Model Evaluation, Validation, and Justification
There wasn’t that much of a difference between the first machine learning model and the improved one. Both models performed reasonably well even with the use of GridSearchCV to find better parameters (see prior section for parameters).

K-Fold Cross Validation
My Udacity reviewer gave me the idea of using k-fold cross validation to demonstrate my optimized model is robust. I implemented a 5 fold cross validation on the same data used for my machine learning model and the validation performance was stable. This shows that the model is robust against small perturbations in the training data. Below is the python code and output used to implement the K-Fold Cross Validation. The code was adapted from an online article located at https://www.askpython.com/python/examples/k-fold-cross-validation.

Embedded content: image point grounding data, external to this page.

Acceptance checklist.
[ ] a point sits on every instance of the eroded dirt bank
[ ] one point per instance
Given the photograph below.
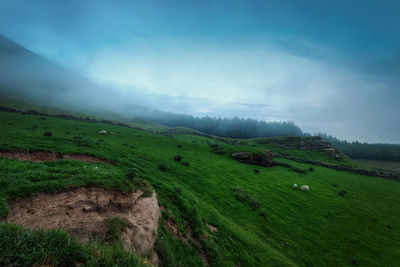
(39, 156)
(83, 213)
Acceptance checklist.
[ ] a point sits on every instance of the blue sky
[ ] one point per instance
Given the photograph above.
(331, 66)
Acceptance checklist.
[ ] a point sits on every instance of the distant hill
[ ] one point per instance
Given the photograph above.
(28, 76)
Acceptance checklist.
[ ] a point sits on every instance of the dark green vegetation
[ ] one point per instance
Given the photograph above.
(261, 220)
(357, 150)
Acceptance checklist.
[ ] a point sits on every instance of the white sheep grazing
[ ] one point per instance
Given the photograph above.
(305, 188)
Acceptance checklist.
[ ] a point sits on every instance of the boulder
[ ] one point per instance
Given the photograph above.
(261, 159)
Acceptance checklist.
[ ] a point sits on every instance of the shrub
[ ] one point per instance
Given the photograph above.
(131, 174)
(178, 158)
(178, 189)
(263, 213)
(186, 163)
(254, 203)
(298, 170)
(240, 194)
(163, 166)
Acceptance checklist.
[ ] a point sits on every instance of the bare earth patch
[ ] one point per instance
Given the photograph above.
(39, 156)
(171, 226)
(83, 213)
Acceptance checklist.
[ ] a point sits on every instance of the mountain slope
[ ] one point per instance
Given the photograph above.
(215, 207)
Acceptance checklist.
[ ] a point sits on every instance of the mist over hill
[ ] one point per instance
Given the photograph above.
(31, 78)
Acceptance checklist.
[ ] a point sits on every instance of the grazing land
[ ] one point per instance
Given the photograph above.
(215, 211)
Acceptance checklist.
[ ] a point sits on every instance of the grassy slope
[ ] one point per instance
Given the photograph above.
(306, 229)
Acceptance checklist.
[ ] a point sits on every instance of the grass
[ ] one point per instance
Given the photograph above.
(378, 164)
(274, 226)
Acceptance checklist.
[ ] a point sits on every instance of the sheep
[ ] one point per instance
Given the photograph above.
(305, 188)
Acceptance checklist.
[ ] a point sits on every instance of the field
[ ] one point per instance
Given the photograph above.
(260, 219)
(378, 164)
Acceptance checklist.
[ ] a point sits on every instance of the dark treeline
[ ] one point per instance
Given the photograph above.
(389, 152)
(250, 128)
(229, 127)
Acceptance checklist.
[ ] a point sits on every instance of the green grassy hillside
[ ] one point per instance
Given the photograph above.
(261, 220)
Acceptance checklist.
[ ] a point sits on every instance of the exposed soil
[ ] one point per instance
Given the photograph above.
(83, 213)
(39, 156)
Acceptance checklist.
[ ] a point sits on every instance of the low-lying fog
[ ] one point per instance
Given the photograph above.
(329, 67)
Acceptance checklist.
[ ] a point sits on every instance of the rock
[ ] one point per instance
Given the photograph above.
(261, 159)
(304, 188)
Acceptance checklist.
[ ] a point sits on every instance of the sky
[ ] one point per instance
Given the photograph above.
(328, 66)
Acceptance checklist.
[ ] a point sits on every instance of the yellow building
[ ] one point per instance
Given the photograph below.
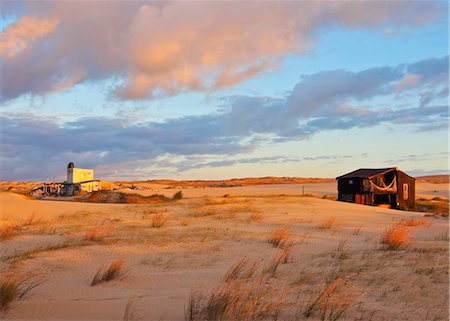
(78, 175)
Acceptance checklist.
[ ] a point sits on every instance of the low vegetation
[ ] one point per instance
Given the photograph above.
(14, 286)
(242, 269)
(245, 299)
(327, 223)
(97, 234)
(8, 230)
(413, 222)
(159, 220)
(279, 237)
(331, 302)
(395, 237)
(436, 206)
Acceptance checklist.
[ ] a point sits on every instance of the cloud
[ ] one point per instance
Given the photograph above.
(21, 34)
(157, 49)
(327, 100)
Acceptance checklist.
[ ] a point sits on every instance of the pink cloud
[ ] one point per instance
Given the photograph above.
(408, 82)
(164, 48)
(21, 34)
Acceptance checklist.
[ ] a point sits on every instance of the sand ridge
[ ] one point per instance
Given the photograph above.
(203, 236)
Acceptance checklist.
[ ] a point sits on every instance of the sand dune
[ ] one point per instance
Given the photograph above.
(204, 235)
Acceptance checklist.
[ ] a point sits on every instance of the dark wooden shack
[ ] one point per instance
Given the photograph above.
(376, 186)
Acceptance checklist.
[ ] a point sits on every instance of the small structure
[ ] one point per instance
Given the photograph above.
(79, 180)
(378, 186)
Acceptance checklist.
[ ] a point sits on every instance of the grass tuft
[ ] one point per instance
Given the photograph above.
(395, 237)
(242, 300)
(256, 216)
(330, 303)
(97, 234)
(240, 270)
(328, 223)
(279, 237)
(357, 229)
(14, 286)
(159, 220)
(114, 271)
(8, 230)
(414, 222)
(177, 196)
(282, 258)
(130, 313)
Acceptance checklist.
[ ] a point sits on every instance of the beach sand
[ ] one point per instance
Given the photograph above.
(64, 244)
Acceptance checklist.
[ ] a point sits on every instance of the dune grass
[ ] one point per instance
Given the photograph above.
(247, 299)
(97, 234)
(279, 237)
(330, 302)
(395, 237)
(328, 223)
(159, 220)
(114, 271)
(8, 230)
(242, 269)
(14, 286)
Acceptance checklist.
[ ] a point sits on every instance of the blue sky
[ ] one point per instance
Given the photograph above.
(316, 90)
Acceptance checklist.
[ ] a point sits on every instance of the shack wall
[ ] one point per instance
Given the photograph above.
(406, 191)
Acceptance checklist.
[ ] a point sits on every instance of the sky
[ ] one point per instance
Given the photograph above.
(143, 90)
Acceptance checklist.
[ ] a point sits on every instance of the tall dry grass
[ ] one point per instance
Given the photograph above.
(159, 220)
(413, 222)
(328, 223)
(8, 230)
(279, 259)
(395, 237)
(14, 286)
(248, 299)
(279, 237)
(97, 234)
(331, 302)
(243, 269)
(130, 313)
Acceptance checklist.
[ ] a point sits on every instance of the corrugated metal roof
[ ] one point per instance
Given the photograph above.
(367, 172)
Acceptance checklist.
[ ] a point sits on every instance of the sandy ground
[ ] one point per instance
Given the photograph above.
(204, 235)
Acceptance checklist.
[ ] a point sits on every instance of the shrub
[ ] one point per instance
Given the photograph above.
(159, 220)
(112, 272)
(15, 286)
(395, 237)
(279, 237)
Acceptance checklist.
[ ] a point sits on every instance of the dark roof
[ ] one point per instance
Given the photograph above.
(367, 172)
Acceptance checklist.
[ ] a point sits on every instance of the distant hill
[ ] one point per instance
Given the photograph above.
(242, 181)
(437, 179)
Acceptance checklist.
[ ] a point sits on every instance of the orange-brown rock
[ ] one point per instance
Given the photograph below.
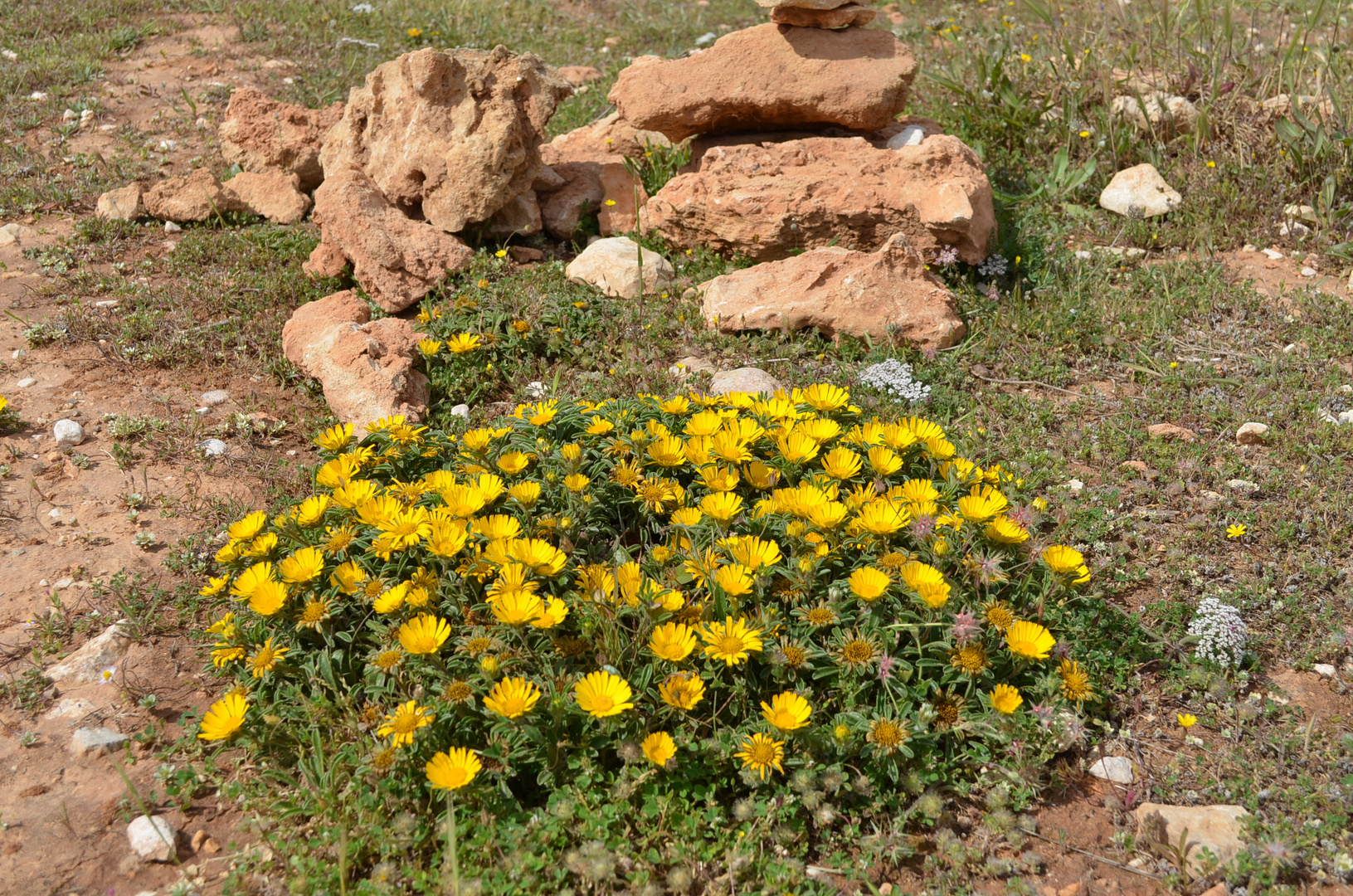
(263, 134)
(766, 201)
(274, 195)
(518, 218)
(590, 165)
(840, 18)
(770, 77)
(397, 261)
(885, 294)
(450, 135)
(366, 367)
(195, 197)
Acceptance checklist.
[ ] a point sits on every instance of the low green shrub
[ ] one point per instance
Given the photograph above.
(685, 596)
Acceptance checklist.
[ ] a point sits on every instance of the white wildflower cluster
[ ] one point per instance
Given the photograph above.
(992, 265)
(1220, 632)
(893, 377)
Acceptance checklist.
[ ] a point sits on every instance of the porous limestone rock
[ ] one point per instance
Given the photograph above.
(261, 134)
(842, 17)
(587, 167)
(1117, 769)
(1170, 431)
(397, 261)
(194, 197)
(153, 838)
(452, 135)
(1215, 827)
(1157, 111)
(120, 205)
(770, 77)
(1252, 433)
(366, 367)
(883, 294)
(87, 664)
(801, 4)
(1140, 192)
(14, 235)
(744, 379)
(95, 741)
(274, 195)
(769, 199)
(520, 217)
(612, 265)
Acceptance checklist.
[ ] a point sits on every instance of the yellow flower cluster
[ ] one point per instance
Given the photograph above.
(616, 565)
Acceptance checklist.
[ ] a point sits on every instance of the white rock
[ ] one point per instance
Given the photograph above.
(71, 709)
(744, 379)
(1215, 827)
(1250, 435)
(1140, 191)
(1301, 212)
(1117, 769)
(1160, 111)
(68, 433)
(120, 205)
(612, 265)
(909, 135)
(14, 235)
(153, 838)
(95, 741)
(87, 664)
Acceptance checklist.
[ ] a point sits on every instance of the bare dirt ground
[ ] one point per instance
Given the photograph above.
(64, 532)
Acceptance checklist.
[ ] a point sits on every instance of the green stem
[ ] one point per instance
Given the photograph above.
(450, 845)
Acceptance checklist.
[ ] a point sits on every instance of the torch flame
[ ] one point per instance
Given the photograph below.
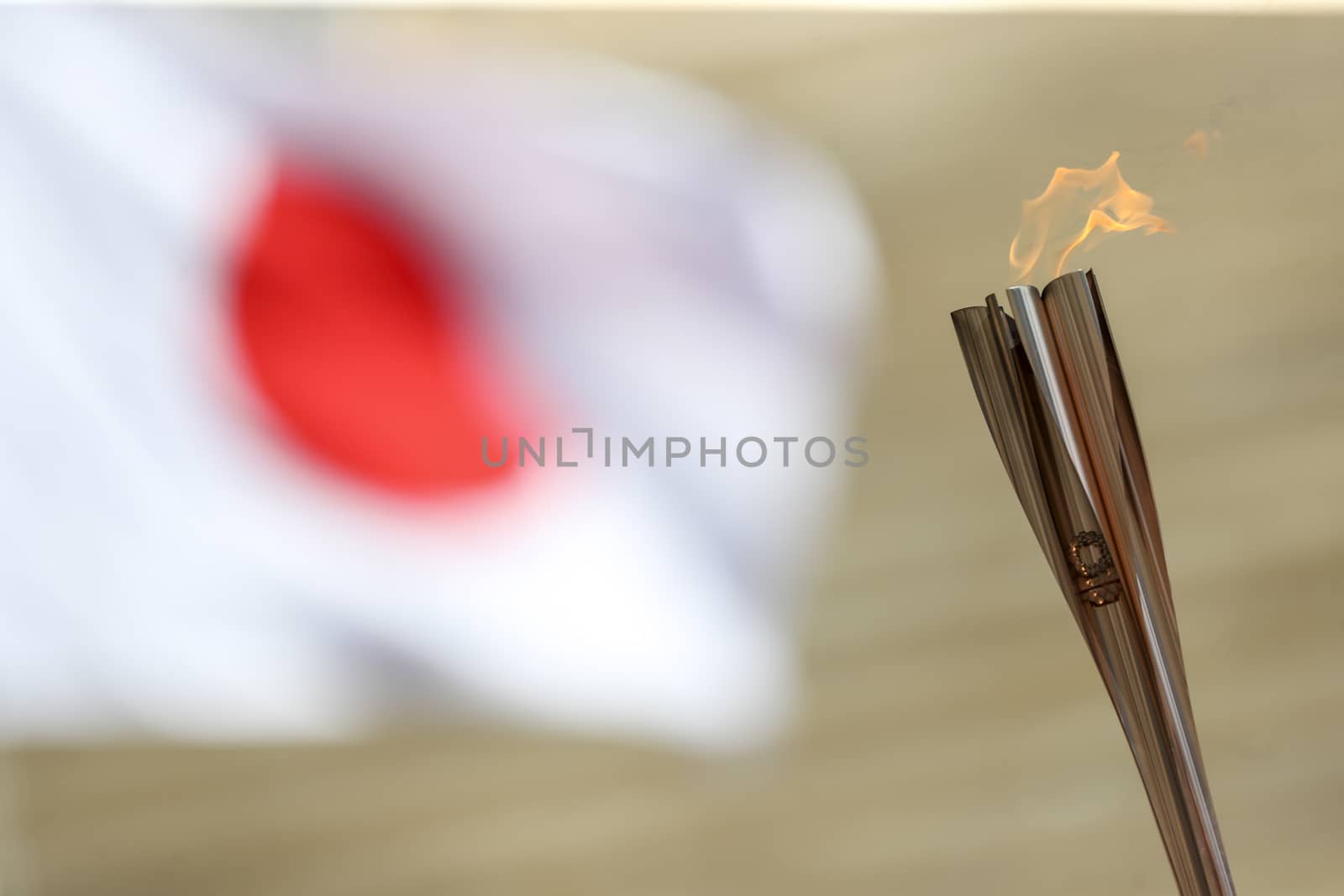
(1113, 207)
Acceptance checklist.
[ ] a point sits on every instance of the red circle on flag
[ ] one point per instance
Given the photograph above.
(360, 351)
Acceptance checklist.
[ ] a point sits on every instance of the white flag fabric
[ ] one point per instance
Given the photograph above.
(259, 312)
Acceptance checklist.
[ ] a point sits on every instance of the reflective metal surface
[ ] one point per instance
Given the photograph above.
(1053, 392)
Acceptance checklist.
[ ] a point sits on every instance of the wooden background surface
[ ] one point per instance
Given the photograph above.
(953, 736)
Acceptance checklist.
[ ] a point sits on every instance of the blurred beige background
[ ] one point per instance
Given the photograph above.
(953, 735)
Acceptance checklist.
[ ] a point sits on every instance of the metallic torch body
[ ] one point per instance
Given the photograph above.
(1053, 392)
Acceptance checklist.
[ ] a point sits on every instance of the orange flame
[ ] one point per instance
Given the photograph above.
(1113, 207)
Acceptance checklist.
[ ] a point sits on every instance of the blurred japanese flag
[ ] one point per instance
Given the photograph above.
(259, 308)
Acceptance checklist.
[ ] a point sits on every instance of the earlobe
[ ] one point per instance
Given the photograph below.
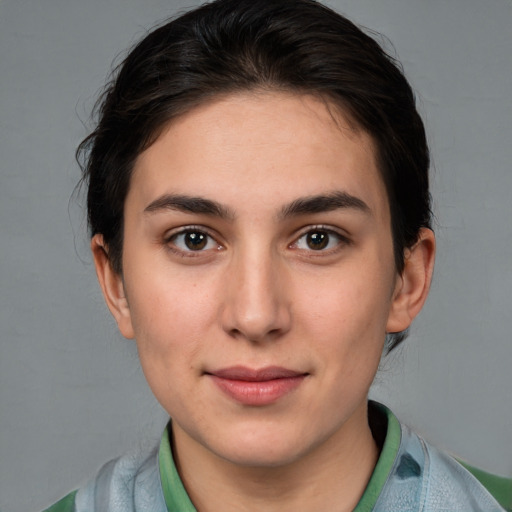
(414, 283)
(112, 286)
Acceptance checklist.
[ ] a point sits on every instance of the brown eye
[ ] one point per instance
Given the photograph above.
(193, 240)
(317, 240)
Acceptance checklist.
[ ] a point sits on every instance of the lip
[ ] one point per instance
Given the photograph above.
(256, 387)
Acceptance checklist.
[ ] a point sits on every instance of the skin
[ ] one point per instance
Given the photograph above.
(259, 293)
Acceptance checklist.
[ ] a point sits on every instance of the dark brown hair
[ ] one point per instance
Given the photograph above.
(228, 46)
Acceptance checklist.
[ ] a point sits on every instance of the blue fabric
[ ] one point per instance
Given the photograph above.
(421, 479)
(425, 479)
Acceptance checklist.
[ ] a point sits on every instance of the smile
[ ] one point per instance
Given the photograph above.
(256, 387)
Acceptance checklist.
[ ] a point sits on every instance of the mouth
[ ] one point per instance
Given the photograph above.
(256, 387)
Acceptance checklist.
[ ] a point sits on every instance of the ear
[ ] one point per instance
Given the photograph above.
(413, 284)
(112, 286)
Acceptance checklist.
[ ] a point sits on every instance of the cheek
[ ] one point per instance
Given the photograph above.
(170, 314)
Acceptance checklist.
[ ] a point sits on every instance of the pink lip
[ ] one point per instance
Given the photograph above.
(256, 387)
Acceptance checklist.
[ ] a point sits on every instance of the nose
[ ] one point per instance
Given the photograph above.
(256, 307)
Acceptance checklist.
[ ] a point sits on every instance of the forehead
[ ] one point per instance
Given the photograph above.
(260, 150)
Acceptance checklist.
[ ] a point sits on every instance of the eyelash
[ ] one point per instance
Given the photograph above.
(327, 235)
(170, 241)
(328, 232)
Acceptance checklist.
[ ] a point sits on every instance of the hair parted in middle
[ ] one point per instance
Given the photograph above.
(230, 46)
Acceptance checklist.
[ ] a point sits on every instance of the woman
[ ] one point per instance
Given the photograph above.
(260, 216)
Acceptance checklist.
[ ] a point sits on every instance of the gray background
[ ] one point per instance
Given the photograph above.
(71, 391)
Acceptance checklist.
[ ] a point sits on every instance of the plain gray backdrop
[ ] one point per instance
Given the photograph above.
(72, 394)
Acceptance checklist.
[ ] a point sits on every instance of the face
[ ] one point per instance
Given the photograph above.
(258, 275)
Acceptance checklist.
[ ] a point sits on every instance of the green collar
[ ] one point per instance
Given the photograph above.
(177, 500)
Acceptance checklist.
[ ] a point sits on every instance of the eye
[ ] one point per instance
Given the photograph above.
(319, 239)
(193, 240)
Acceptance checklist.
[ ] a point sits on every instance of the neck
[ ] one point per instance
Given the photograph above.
(335, 472)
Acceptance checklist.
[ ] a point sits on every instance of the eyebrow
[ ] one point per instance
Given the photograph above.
(324, 203)
(189, 204)
(300, 206)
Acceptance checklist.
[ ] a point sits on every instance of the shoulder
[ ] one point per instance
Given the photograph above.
(130, 483)
(424, 478)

Reflection and Improvement.
As mentioned above, there wasn’t a noticeable difference between the two machine learning models. There are more options to try when creating and improving a machine learning model (e.g. Use of TF-IDF
and StartingVerbExtractor
to try and improve the model). An example of the code to use in the future to improve on the first two machine learning models is located at the end of the Jupyter Notebook in my Github repository.
Summary
- Performed Exploratory Data Analysis on data that mimics customer behavior on the Starbucks rewards mobile app.
- Use preprocessing techniques learned through Udacity’s Data Scientist Nanodegree program to create Machine Learning Models.
- Created multiple machine learning models and used k-fold cross validation to demonstrate my optimized model was robust.